Nach ihrem Abs. 2 ist Zweck der Arbeitsgemeinschaft die gegenseitige Information und der Erfahrungsaustausch mit den vertretenden Mitarbeitervertretungen, die Beratung der Mitarbeitervertretungen in Angelegenheiten des Mitarbeitervertretungsrechts, die Förderung der Anwendung der Mitarbeitervertretungsordnung, die Sorge um die Schulung der Mitarbeitervertreterinnen und Mitarbeitervertreter und die Erarbeitung von Vorschlägen zur Fortentwicklung der Mitarbeitervertretungsordnung (im Folgenden: MAVO).

2. Die Klägerin ist eine Mitarbeitervertretung im Anwendungsbereich dieser Ordnung. Auf die Einrichtung finden die Normen der MAVO (Erzbistum B) Anwendung. Auf eine eigene Recht-

setzungskompetenz des Ordens kann die Beklagte sich vorliegend nicht berufen (vgl. Kirchlicher Gerichtshof, Urteil vom 27.2.2009 – M 13/08 –; vom 26.6.2009 – M 16/08).

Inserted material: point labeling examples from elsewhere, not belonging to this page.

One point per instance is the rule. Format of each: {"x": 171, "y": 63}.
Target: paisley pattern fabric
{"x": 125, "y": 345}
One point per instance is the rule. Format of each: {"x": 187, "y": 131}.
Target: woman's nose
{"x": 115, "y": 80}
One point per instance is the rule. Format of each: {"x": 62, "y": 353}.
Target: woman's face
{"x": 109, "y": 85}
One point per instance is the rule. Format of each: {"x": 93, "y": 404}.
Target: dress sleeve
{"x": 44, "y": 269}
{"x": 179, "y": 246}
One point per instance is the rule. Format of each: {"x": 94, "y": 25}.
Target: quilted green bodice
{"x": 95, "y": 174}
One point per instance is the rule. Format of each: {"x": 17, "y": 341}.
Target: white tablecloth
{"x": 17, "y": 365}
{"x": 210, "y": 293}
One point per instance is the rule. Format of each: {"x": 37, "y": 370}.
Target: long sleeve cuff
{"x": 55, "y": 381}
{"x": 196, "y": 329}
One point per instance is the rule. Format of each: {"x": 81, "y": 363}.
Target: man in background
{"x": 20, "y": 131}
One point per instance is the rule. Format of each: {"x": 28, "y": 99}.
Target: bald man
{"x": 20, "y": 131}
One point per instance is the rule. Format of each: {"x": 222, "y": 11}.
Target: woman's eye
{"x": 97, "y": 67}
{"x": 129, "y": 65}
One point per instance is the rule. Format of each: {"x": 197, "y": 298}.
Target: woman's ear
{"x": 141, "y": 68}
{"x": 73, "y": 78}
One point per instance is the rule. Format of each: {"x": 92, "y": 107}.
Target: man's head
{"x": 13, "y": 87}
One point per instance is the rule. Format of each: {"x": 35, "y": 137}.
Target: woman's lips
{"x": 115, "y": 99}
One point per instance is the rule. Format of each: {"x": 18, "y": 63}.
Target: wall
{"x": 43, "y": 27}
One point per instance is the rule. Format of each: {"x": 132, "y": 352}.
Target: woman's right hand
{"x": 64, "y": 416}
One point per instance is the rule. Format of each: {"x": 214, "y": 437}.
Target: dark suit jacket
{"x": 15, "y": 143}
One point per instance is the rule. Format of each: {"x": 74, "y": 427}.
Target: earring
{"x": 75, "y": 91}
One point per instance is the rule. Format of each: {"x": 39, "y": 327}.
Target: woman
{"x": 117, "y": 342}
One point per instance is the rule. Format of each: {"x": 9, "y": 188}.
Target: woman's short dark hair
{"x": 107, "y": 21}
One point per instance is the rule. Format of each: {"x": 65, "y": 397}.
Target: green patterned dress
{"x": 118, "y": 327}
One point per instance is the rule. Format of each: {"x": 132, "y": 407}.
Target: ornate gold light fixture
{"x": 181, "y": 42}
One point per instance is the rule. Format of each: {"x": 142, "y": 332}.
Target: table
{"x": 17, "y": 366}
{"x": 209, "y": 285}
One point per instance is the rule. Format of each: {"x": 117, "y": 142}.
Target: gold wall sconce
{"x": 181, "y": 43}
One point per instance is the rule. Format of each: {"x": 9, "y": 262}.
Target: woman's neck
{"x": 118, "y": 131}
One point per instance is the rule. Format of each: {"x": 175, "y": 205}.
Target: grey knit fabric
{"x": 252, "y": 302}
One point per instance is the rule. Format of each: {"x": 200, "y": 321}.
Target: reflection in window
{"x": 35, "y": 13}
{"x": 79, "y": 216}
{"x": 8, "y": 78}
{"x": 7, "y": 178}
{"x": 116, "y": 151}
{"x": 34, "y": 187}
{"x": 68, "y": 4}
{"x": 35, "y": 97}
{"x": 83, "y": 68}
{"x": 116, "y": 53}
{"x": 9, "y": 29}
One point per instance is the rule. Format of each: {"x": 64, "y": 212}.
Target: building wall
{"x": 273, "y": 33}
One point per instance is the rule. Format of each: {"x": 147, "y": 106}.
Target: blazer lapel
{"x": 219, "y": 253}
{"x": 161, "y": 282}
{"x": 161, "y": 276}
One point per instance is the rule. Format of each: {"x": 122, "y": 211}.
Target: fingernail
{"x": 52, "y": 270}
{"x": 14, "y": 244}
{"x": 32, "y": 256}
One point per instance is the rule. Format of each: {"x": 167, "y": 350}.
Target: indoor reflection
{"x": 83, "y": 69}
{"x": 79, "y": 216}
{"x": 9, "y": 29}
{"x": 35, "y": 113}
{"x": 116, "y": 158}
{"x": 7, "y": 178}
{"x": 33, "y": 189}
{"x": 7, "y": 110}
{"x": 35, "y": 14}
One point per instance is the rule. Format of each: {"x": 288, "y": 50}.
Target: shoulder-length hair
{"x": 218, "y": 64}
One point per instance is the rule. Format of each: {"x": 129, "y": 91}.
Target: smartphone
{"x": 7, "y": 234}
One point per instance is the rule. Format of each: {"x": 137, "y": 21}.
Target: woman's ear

Die Klägerin ist die Mitarbeitervertretung des St. C-Krankenhauses B. Diese Einrichtung ist eine unselbständige Einrichtung der D. Die rechtsfähige Stiftung des öffentlichen Rechts ist Rechtsträgerin der Einrichtungen der F, die ein Orden päpstlichen Rechts ist. Auf die Einrichtung der Klägerin findet die vom Diözesanbischof als Kirchengesetz erlassene „Grundordnung des kirchlichen Dienstes im Rahmen kirchlicher Arbeitsverhältnisse“ und damit die MAVO Anwendung, weil der Alleingesellschafter der Übernahme im Sinne des Art. 2 Abs. 2 Satz 2 GrOkathK zugestimmt hat (vgl. auch GKAG Hamburg, Urteil vom 4. Juni 2009 – I MAVO 05/09).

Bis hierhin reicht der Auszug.